Locks: Dalvin Cook; Latavius Murray;
On the Bubble: Roc Thomas; Mack Brown; Mike Boone;
Analysis: Big question: Will Cook rebound from that nasty ACL tear which ended his rookie season? Will he stay healthy this season? He has to because the Vikings lost Jerick McKinnon and so have no experienced Plan B to complement Murray’s hard-running style. The Vikings are really thin at the third runningback spot and should be crossing their fingers that either one of the undrafted free agents (Thomas or Boone) or last year’s waiver-wire pickup (Brown) can step up and play good football in a run-heavy offense. If they can’t and either Cook or Murray suffer injury, the Vikings running attack could be in trouble. Don’t be surprised if the Vikings are actively scanning the waiver wire at the end of the pre-season to find a third runningback if none of the three competitors really step up to take the job.

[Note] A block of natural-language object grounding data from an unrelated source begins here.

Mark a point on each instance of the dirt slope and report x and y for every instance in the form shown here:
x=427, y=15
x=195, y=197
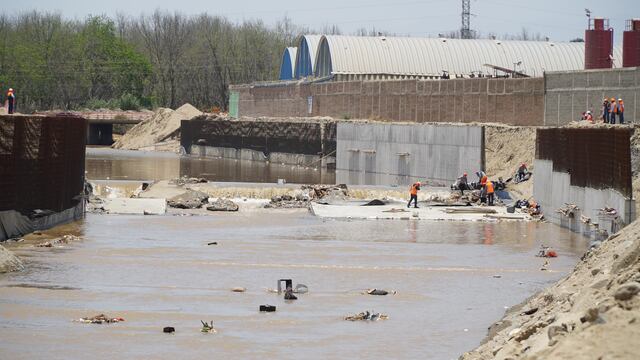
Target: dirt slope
x=163, y=124
x=506, y=147
x=593, y=313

On the Bubble: C.J. Ham; Johnny Stanton;
Analysis: C.J. Ham was the starter last year and should have this job nailed right? Thats what was thought last year about Zach Line who was an excellent young fullback and short-yardage runner. Yet the Vikings gave up on Line for Ham and now Ham will have to work to hold his job off from the undrafted rookie Johnny Stanton. Stanton, oddly enough a college quarterback transitioning to fullback, must have really shown something during the rookie minicamp to get a training camp shot over undrafted college runningback/fullback Kamryn Pettway. As both Ham and Stanton are undrafted free agents, it will probably come down to performance and versatility. The only advantage Ham seems to have at this time is that, like Adam Thielen, he is a local favorite (from South Dakota).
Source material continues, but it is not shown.